Pentagon’s AI Center is Developing Tech that Could Revolutionize Disaster Response

Firefighters battle the Marsh Fire near the town of Brentwood in Contra Costa County, Calif., Aug. 3.

Firefighters battle the Marsh Fire near the town of Brentwood in Contra Costa County, Calif., Aug. 3. Noah Berger/AP

The Defense Department’s Joint Artificial Intelligence Center is implementing automation and AI practices that could speed up the nation’s ability to rapidly respond to wildfires, the center’s Chief of Strategy and Communications Greg Allen said Wednesday. 

“If you’ve ever experienced wildfires or heard about them, you know they move quite fast over the course of several days,” Allen said at Nextgov’s Emerging Technology Summit in Washington. “And keeping track of where they are and where they are headed is a real challenge for first responders in disaster situations.”

Defense has troves of sensor data, digital video data, digital infrared data and sonar data—all of which are attractive environments for machine-learning algorithms. Through this disaster-relief initiative, the agency plans to fly airborne sensors over wildfires in California and collect full-motion video data of the activity. At the same time, they are going to be automatically using a computer vision algorithm to detect which frames of the video have active wildfire. 

Typically, the Federal Emergency Management Agency and other disaster-relief entities try to disseminate maps of the fire to all relevant organizations involved in the efforts once per day. 

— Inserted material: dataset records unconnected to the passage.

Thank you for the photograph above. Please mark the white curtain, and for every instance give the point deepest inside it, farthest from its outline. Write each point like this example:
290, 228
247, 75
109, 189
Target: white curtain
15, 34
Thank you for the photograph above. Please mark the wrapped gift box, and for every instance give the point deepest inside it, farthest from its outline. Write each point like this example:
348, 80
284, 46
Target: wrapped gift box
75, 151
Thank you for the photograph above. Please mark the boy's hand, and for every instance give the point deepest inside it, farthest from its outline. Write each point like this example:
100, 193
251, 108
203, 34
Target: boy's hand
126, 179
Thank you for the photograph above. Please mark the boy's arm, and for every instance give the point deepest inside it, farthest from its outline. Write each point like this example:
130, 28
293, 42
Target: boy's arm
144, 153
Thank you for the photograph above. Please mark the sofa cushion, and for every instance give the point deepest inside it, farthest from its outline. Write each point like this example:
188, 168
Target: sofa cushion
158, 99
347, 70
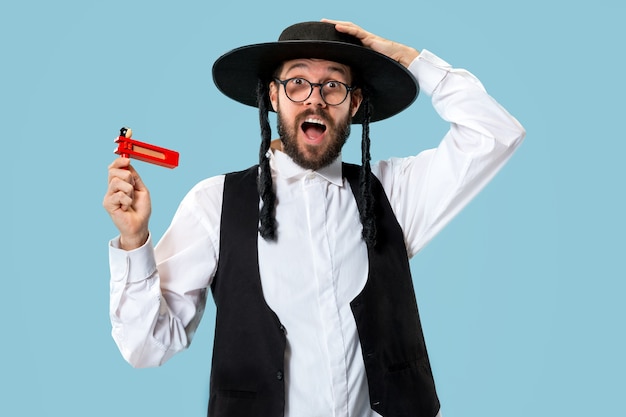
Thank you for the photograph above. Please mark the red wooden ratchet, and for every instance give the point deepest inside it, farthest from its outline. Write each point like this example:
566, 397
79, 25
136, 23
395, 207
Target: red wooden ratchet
130, 148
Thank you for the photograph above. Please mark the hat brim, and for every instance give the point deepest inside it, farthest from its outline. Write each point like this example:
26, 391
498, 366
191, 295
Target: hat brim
391, 87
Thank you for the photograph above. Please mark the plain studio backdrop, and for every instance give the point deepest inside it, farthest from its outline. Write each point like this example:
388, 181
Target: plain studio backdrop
521, 296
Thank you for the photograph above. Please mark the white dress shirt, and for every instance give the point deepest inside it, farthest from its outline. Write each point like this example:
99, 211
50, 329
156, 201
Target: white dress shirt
319, 262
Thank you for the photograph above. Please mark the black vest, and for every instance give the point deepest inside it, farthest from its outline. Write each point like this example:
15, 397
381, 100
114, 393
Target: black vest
248, 353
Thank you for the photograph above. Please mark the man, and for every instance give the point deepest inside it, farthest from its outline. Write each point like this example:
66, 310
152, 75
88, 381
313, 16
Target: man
307, 257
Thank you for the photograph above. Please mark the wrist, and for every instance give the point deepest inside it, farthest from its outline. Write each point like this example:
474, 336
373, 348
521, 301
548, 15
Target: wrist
131, 242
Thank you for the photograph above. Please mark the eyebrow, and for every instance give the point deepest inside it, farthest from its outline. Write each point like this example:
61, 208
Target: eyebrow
330, 69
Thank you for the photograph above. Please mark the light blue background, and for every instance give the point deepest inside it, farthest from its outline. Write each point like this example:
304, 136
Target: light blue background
522, 296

“We believe we will be able to cut that to about once per hour distributed over an app,” Allen said. “By switching to this airborne sensor, applying an AI computer vision algorithm and converting that to geolocation data that is useful for a map application we are also developing, we’ll really be able to make an impact for our users in a short time frame.”  

Allen added that this is an area where his team feels like they can make an important impact. Sensor data environments generally collect “an extraordinary amount of data” and usually require humans to follow them around and support the work. In the case of airborne video imagery, he said the agency has been hiring at a rapid pace to try to match the volume of video imagery data they are collecting, but it’s quite challenging to keep up. 

“If we did not have access to this automation path, we would never keep up with the data daily that we are doing this with,” he said. 

JAIC plans to begin testing the new technology in the field and with the National Guard within a matter of months, which Allen noted is excitingly uncommon when it comes to federal efforts—and especially for an organization that had “no money and no people” as recent as January. 

“I realize that if we were Google or Facebook testing with operational users and making an impact in 8 months sounds like an eternity,” Allen said. “But at the [Defense Department] that’s lightspeed and we are really excited about this opportunity.”

After the panel, Allen told Nextgov that JAIC will share further details and “exciting announcements” about the project in the very near future.